HDMC：一种用于去除单细胞 RNA-seq 数据中批次效应的新型深度学习框架。

HDMC: a novel deep learning-based framework for removing batch effects in single-cell RNA-seq data.

机构信息

College of Computer Science, Nankai University, 300350 Tianjin, China.

Tianjin Key Laboratory of Network and Data Security Technology, Nankai University, 300350 Tianjin, China.

出版信息

Bioinformatics. 2022 Feb 7;38(5):1295-1303. doi: 10.1093/bioinformatics/btab821.

DOI:10.1093/bioinformatics/btab821

PMID:34864918

Abstract

MOTIVATION

With the development of single-cell RNA sequencing (scRNA-seq) techniques, increasingly more large-scale gene expression datasets become available. However, to analyze datasets produced by different experiments, batch effects among different datasets must be considered. Although several methods have been recently published to remove batch effects in scRNA-seq data, two problems remain to be challenging and not completely solved: (i) how to reduce the distribution differences of different batches more accurately; and (ii) how to align samples from different batches to recover the cell type clusters.

RESULTS

We proposed a novel deep-learning approach, which is a hierarchical distribution-matching framework assisted with contrastive learning to address these two problems. Firstly, we design a hierarchical framework for distribution matching based on a deep autoencoder. This framework employs an adversarial training strategy to match the global distribution of different batches. This provides an improved foundation to further match the local distributions with a maximum mean discrepancy-based loss. For local matching, we divide cells in each batch into clusters and develop a contrastive learning mechanism to simultaneously align similar cluster pairs and keep noisy pairs apart from each other. This allows to obtain clusters with all cells of the same type (true positives), and avoid clusters with cells of different type (false positives). We demonstrate the effectiveness of our method on both simulated and real datasets. Results show that our new method significantly outperforms the state-of-the-art methods and has the ability to prevent overcorrection.
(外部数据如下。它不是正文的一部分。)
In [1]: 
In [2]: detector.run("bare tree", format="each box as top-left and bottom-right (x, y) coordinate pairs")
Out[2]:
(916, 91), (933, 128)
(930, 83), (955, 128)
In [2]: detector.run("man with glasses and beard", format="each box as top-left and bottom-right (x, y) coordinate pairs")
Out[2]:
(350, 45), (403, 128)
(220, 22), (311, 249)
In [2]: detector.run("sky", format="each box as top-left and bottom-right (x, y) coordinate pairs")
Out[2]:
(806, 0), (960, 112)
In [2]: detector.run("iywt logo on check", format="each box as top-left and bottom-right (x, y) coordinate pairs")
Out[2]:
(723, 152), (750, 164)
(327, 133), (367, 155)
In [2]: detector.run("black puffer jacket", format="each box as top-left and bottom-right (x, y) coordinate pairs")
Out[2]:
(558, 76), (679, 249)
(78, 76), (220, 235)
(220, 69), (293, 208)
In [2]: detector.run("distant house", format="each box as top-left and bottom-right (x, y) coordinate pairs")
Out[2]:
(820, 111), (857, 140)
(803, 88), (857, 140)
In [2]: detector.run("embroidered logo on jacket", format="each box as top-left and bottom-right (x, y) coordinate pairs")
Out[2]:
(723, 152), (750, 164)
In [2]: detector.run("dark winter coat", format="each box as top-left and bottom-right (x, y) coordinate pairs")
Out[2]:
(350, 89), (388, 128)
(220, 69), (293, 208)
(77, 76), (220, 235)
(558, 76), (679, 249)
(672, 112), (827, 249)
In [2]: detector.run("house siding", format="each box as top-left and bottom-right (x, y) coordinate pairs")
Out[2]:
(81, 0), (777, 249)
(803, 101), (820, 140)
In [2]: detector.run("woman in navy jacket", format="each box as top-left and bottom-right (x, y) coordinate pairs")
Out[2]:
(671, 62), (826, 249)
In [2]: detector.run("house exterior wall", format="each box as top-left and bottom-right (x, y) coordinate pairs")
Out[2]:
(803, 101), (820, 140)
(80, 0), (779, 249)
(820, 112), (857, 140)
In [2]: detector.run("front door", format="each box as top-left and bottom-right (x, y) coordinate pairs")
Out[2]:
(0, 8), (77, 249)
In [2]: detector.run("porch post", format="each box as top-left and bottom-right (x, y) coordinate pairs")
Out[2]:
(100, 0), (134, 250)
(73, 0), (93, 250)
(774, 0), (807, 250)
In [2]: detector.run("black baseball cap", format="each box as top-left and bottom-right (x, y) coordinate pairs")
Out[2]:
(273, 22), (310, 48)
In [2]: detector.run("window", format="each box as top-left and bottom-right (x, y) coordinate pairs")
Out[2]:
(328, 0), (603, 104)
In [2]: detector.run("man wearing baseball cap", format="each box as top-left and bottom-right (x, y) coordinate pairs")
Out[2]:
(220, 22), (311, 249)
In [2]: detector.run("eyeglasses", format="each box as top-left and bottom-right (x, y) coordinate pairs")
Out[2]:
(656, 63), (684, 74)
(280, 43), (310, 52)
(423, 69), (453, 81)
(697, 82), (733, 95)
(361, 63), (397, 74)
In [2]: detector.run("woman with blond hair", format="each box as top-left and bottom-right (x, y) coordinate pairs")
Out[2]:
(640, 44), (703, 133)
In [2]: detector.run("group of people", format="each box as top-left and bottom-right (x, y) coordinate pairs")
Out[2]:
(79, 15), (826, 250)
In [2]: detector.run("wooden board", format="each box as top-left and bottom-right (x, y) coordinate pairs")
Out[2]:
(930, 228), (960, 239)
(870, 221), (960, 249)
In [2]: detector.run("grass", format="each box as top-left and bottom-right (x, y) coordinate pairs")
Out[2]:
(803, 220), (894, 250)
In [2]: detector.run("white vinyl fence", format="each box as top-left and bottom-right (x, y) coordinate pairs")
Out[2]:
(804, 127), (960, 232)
AVAILABILITY AND IMPLEMENTATION

The python code to generate results and figures in this article is available at https://github.com/zhanglabNKU/HDMC, the data underlying this article is also available at this github repository.

SUPPLEMENTARY INFORMATION

Supplementary data are available at Bioinformatics online.

摘要

动机

随着单细胞 RNA 测序 (scRNA-seq) 技术的发展，越来越多的大规模基因表达数据集变得可用。然而，为了分析来自不同实验的数据集，必须考虑不同数据集之间的批次效应。尽管最近已经发表了几种方法来去除 scRNA-seq 数据中的批次效应，但仍有两个问题具有挑战性且尚未完全解决：(i) 如何更准确地减少不同批次的分布差异；(ii) 如何对齐来自不同批次的样本以恢复细胞类型聚类。

结果

我们提出了一种新的深度学习方法，这是一个层次分布匹配框架，辅助对比学习来解决这两个问题。首先，我们设计了一个基于深度自动编码器的层次分布匹配框架。该框架采用对抗训练策略来匹配不同批次的全局分布。这为进一步使用基于最大均值差异的损失来匹配局部分布提供了改进的基础。对于局部匹配，我们将每个批次中的细胞划分为聚类，并开发了一种对比学习机制，以同时对齐相似的聚类对，并使噪声对彼此分开。这允许获得具有相同类型的所有细胞的聚类（真阳性），并避免具有不同类型的细胞的聚类（假阳性）。我们在模拟和真实数据集上证明了我们方法的有效性。结果表明，我们的新方法显著优于最先进的方法，并且具有防止过度校正的能力。